Andavano allora, il notaio e Ciro, col vaporetto a Salina, s’installavano nello studio, e arrivavano da ogni parte dell’isola, contadini e pescatori, che facevano contratti di vendita, e Ciro scriveva, scriveva sotto dettatura del notaio. Quegli isolani vendevano tutto, terreni, attrezzi di lavoro, casa, barche da pesca, vendevano perché dovevano emigrare, soprattutto in Australia.

Era quello il tempo della grande emigrazione da tutte le isole Eolie. E andavano anche, il notaio e Ciro, a stendere contratti a domicilio, testamenti soprattutto, di vecchi che volevano lasciare i loro miseri beni agli eredi. Andavano allora su una bicicletta a motore, per riviere coperte da strati di sale e sentieri di campagna.

E a Ciro, qualche anno dopo, capitò d’incontrare a Lipari un sociologo australiano che era venuto alle Eolie a studiare i luoghi di origine di tutti quegli emigrati isolani che in Australia, avevano trovato il loro approdo di speranza. Ma Ciro non sa, non ha mai saputo, se quel sociologo ha scritto della grande beffa che quegli emigranti avevano subito: la beffa del grande miracolo turistico che le Eolie aveva investito, miracolo che aveva fatto lievitare il valore della loro casetta con i pilieri e la pergola, il loro fazzoletto di terra. Miracolo turistico, nell’Eolie, forse dopo che i due famosi film erano stati girati, Stromboli e Vulcano, con le due dive antagoniste Ingrid Bergman e Anna Magnani.

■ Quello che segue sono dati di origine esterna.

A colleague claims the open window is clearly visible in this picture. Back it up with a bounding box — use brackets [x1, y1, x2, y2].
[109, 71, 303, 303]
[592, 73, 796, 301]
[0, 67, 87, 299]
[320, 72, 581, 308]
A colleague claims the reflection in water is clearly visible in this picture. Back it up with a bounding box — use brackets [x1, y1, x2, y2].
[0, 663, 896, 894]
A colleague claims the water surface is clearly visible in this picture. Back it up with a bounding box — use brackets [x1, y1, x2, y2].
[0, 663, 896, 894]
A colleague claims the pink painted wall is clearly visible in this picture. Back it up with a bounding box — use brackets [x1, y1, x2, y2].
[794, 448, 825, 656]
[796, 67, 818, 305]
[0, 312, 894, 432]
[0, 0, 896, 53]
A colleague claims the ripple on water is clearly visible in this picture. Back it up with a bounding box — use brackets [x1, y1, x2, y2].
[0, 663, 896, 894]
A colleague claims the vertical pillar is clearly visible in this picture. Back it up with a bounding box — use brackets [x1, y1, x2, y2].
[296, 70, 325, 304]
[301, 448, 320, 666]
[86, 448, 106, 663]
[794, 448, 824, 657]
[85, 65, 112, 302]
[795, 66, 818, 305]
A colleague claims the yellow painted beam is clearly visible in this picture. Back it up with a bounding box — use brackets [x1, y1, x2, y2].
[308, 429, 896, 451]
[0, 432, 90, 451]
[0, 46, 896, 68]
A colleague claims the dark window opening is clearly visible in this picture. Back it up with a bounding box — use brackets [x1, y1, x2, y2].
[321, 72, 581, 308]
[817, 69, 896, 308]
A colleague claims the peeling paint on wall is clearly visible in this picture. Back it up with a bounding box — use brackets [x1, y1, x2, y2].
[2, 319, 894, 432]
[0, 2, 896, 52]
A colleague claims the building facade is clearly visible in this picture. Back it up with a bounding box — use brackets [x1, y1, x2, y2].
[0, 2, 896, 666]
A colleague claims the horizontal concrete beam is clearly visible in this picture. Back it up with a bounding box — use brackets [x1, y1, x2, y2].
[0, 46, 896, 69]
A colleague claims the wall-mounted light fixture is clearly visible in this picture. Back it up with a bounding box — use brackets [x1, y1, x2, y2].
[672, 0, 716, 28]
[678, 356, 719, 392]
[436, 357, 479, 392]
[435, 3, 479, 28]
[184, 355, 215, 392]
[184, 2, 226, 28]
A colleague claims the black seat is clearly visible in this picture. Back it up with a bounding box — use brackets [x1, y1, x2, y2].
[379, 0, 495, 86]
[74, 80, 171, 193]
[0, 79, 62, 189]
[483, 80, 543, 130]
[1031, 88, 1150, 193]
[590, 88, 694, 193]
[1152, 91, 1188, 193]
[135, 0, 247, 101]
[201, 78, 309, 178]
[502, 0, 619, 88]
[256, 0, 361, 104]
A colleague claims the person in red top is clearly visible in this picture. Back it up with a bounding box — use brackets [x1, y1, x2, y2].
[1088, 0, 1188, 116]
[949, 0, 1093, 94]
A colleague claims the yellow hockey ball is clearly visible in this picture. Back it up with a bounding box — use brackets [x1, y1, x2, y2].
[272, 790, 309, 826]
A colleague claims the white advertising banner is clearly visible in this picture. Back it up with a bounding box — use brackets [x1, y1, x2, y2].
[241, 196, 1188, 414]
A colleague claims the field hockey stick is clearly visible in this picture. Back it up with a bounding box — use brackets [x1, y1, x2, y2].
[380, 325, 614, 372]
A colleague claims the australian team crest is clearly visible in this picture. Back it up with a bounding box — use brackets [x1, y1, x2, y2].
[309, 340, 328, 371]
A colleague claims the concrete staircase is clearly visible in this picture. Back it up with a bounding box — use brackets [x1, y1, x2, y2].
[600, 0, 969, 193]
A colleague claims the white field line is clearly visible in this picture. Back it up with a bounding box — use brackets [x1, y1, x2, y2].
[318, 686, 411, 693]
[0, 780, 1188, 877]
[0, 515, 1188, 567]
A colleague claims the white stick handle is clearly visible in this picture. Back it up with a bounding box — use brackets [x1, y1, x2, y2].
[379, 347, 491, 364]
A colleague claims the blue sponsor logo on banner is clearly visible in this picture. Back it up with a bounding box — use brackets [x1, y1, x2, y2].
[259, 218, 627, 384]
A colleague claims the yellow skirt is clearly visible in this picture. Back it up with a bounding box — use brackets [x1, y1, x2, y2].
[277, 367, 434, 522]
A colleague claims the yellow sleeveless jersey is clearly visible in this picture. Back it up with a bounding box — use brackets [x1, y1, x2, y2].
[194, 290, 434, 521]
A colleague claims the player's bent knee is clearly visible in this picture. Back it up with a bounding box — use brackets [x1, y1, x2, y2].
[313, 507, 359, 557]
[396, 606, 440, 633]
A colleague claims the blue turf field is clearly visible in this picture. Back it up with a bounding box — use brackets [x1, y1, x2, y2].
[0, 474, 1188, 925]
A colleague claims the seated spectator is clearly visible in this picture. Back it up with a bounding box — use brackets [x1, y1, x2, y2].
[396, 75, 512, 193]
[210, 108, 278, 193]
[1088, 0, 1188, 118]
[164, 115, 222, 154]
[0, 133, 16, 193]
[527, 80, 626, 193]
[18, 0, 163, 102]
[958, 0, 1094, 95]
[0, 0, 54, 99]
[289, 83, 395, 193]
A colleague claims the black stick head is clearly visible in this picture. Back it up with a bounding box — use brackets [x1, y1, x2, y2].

E, a proposito di quest’ultima attrice, della sublime Magnani, a Ciro capitò un incontro indimenticabile. Andava Ciro, in un caldo primo pomeriggio d’estate, girovagando solitario su per la Civita di Lipari, accaldato e stanco, s’era disteso su uno di quei sarcofagi disposti in cerchio sullo spiazzo del museo. Passa di l la furente, la Magnani, e fa, con quella voce un po’ roca: “Che fai pischello, fai il morto? Ne hai di tempo!” . Ciro salta giù e si trova davanti la diva. Rimane paralizzato, non riesce a profferire parola. L’Anna (Perenna) fa una sonora risata e via, procede per la sua strada.

Toccherà poi a Ciro emigrare, ma non in Australia, in Belgio o in Germania, ma solo a Milano. E Ciro, abbandonato l’alibi del notariato, aveva preso a scrivere romanzi, ma a scrivere anche su giornali, settimanali e quotidiani, dei cavatori di pomice di Lipari e della loro silicosi, a scrivere degli emigrati meridionali in Lombardia e in Piemonte, delle comunità siciliane di Pioltello Limito o di Sesto San Giovanni.

Poi dopo anni, scrisse di altre emigrazioni, dal cosiddetto terzo mondo, dal Maghreb e dall’Africa nel nostro Paese, delle tragedie quotidiane di poveri esseri umani annegati nel Canale di Sicilia. Della tragedia di questo nostro tempo.